Google security researcher Tavis Ormandy has taken AVG developers to task over genuine security risks that could have allowed hackers to infiltrate users web browsers.
We covered the story last week of how Ormandy discovered that AVG’s free Web TuneUp Chrome browser extension was a potential security threat, that might have allowed hackers access to over 9 million users personal data and browsing history to be exposed to the entire internet.
Now, Ormandy has found that AVG were not the only anti-malware developer with security issues.
Ormandy found significant bugs in Trend Micro’s own antivirus product that could allow hackers to run ‘remote code execution,’ by virtually any website and steal all of a user’s passwords.
Details of the security flaws by Trend Micro became public late last week after Ormandy disclosed a copy of the back-and-forth email conversations that took place between him and Trend Micro.
After initially having to deal with what appeared to be a first level tech support representative at the antivirus company, Trend Micro had to up their game quickly when the scale of the security vulnerability became apparent. A clearly frustrated Ormandy suggested that Trend Micro should be paging their staff members to resolve the issue as soon as they could.
The issue with Trend Micro’s code centred around a password manager that users can opt to store their passwords in. Ormandy found that within 30 seconds of accessing the underlying code he found an API extension that allowed him to access the passwords stored within.

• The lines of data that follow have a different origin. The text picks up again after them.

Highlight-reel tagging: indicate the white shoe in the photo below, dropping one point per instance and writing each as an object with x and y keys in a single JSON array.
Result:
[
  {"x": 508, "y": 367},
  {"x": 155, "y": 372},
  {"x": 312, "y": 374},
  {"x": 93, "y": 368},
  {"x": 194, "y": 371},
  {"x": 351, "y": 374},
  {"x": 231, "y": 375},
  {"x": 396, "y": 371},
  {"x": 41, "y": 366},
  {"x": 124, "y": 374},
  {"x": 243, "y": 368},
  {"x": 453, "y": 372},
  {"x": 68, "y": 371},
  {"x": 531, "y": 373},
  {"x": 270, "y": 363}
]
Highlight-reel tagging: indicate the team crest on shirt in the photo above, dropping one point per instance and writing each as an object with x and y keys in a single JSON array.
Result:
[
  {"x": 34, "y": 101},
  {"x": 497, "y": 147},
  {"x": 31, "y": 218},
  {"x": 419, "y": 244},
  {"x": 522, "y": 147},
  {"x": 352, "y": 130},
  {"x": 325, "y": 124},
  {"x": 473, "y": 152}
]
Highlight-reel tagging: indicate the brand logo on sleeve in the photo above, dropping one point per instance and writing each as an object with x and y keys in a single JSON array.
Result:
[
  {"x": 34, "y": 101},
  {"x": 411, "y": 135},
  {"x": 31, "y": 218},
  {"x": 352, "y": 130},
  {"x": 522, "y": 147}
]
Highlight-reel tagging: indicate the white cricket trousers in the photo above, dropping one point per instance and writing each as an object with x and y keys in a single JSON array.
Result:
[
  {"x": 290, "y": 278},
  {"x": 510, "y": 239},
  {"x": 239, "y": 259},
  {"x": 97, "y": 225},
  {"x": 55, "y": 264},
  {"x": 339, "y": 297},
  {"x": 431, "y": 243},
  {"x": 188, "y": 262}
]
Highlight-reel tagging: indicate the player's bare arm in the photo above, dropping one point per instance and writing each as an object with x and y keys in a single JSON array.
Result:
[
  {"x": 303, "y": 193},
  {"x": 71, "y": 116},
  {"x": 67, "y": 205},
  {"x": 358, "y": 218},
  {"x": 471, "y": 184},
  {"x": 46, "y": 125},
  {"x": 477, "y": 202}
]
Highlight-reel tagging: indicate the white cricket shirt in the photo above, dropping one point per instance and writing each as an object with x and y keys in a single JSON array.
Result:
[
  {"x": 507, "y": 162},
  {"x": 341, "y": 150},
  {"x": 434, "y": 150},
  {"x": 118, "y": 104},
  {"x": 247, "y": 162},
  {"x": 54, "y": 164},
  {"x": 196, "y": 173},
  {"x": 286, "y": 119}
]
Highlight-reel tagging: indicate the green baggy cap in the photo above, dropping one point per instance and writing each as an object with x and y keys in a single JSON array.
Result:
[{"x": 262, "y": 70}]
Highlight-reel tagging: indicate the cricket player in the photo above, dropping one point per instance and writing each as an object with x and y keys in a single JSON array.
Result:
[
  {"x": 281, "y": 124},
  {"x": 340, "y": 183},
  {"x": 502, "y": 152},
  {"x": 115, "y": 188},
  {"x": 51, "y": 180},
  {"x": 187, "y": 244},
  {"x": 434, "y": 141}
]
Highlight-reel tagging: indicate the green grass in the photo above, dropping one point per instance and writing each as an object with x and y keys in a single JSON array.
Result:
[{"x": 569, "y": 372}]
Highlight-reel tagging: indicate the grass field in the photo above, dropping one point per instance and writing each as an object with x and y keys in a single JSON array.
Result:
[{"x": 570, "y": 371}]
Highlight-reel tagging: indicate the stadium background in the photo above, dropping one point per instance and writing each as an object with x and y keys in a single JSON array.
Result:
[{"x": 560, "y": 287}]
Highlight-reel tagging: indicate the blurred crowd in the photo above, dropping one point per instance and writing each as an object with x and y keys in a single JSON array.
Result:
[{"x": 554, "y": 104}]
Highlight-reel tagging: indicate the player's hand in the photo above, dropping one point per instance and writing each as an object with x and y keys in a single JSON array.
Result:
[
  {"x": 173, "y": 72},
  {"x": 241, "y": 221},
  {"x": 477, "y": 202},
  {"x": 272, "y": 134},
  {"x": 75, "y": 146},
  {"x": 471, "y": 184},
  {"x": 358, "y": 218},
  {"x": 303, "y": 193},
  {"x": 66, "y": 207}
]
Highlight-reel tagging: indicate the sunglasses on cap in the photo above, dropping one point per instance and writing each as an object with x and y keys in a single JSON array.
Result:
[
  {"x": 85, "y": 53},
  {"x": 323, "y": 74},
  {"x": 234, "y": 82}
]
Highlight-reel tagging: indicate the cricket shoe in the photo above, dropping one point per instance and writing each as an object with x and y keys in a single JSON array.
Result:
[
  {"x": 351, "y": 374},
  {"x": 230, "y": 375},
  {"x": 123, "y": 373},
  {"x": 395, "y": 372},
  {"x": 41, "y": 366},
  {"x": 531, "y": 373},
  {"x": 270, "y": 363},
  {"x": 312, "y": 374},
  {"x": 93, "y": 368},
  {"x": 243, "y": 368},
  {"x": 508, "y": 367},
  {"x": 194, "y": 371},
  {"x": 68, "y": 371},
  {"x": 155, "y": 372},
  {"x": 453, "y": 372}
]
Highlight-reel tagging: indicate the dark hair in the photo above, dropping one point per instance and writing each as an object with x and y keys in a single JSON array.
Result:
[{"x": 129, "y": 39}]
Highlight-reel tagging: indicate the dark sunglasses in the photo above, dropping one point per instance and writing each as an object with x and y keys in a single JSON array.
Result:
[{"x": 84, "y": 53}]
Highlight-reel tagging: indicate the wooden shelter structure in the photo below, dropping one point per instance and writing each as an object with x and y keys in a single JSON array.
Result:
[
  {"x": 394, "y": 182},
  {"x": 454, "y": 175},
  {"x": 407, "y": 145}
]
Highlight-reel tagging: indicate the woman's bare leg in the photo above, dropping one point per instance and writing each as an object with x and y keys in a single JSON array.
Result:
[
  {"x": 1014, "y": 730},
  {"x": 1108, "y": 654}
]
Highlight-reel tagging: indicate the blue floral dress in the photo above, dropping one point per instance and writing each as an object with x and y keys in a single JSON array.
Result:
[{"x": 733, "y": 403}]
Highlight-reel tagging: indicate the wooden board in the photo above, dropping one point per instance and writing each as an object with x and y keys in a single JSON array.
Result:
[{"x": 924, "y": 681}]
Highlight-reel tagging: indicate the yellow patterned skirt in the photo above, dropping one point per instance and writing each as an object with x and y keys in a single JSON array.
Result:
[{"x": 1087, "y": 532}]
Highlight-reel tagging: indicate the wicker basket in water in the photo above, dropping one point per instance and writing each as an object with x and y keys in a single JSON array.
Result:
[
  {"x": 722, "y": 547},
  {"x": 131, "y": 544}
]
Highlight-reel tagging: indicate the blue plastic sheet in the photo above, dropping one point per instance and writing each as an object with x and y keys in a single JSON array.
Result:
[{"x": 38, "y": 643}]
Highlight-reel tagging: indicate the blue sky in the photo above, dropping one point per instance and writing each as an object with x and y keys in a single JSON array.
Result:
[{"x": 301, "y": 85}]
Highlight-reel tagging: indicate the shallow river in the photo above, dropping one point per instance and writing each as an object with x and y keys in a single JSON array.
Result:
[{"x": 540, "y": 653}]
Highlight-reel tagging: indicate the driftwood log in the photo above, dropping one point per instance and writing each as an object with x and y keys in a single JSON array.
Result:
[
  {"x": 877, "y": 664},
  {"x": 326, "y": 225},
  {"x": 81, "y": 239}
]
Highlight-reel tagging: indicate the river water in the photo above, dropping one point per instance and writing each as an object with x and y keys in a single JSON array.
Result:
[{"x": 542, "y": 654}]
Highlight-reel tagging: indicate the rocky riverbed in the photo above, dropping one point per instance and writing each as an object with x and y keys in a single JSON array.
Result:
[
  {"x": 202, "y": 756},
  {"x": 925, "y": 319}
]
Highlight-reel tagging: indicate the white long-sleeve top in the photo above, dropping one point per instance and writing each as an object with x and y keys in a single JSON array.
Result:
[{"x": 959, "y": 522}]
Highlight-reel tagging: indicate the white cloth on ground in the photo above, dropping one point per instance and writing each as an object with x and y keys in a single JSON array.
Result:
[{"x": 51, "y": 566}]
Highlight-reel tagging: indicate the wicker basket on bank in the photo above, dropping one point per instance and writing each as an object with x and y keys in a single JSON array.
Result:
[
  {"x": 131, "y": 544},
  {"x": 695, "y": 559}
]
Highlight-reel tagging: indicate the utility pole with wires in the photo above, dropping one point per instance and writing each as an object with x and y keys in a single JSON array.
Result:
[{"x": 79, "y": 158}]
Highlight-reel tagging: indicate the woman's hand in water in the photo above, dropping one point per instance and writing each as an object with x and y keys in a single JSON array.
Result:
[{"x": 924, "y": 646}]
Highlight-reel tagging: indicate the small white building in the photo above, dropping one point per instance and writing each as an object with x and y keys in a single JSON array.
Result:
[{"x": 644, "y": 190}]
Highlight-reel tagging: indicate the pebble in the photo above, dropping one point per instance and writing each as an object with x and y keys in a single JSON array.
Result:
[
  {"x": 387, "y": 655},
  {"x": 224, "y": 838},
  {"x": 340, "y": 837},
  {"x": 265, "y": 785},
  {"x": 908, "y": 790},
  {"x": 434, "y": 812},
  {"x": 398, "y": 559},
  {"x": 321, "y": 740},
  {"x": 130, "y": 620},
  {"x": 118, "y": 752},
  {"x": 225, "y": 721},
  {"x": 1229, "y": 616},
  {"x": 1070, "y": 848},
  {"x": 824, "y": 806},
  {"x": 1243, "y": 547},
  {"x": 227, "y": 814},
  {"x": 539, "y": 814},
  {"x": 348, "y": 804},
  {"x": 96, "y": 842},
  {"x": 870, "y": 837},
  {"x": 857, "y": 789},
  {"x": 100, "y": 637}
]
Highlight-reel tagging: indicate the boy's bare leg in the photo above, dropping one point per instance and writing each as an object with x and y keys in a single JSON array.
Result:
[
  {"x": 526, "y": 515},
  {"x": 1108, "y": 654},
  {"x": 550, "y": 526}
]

While Trend Micro have now fixed the security flaw in their anti-virus, Ormandy criticised the company’s response time, and for failing to move faster to resolve the threat.
“In my opinion, you should temporarily disable this feature for users and apologise for the temporary disruption, then hire an external consultancy to audit the code.”
Ormandy also criticised Trend Micro for not fixing a major issue when they claimed they had. His response was scathing:
“This thing is ridiculous, wtf is this…You were just hiding the global objects and invoking a browser shell…[this]… adds insult to injury…I don’t even know what to say – how could you enable this thing *by default* on all your customer machines without getting an audit from a competent security consultant? You need to come up with a plan for fixing this right now. Frankly, it also looks like you’re exposing all the stored passwords to the internet, but let’s worry about that screw up after you get the remote code execution under control.”
Ormandy also advised Trend Micro that in his opinion Trend Micro should “…apologise for the temporary disruption, then hire an external consultancy to audit the code.” Ouch.
AVG and Trend Micro are unfortunately just the latest security companies to have been the architects of their own security flaws. Products from developers such as ESET, AVAST, and Malwarebytes were all discovered to security issues in 2015.
For Trend Micro however, what will most likely hurt them the most, is the embarrassment and irony that the very security their product is supposed to protect against was part of the problem.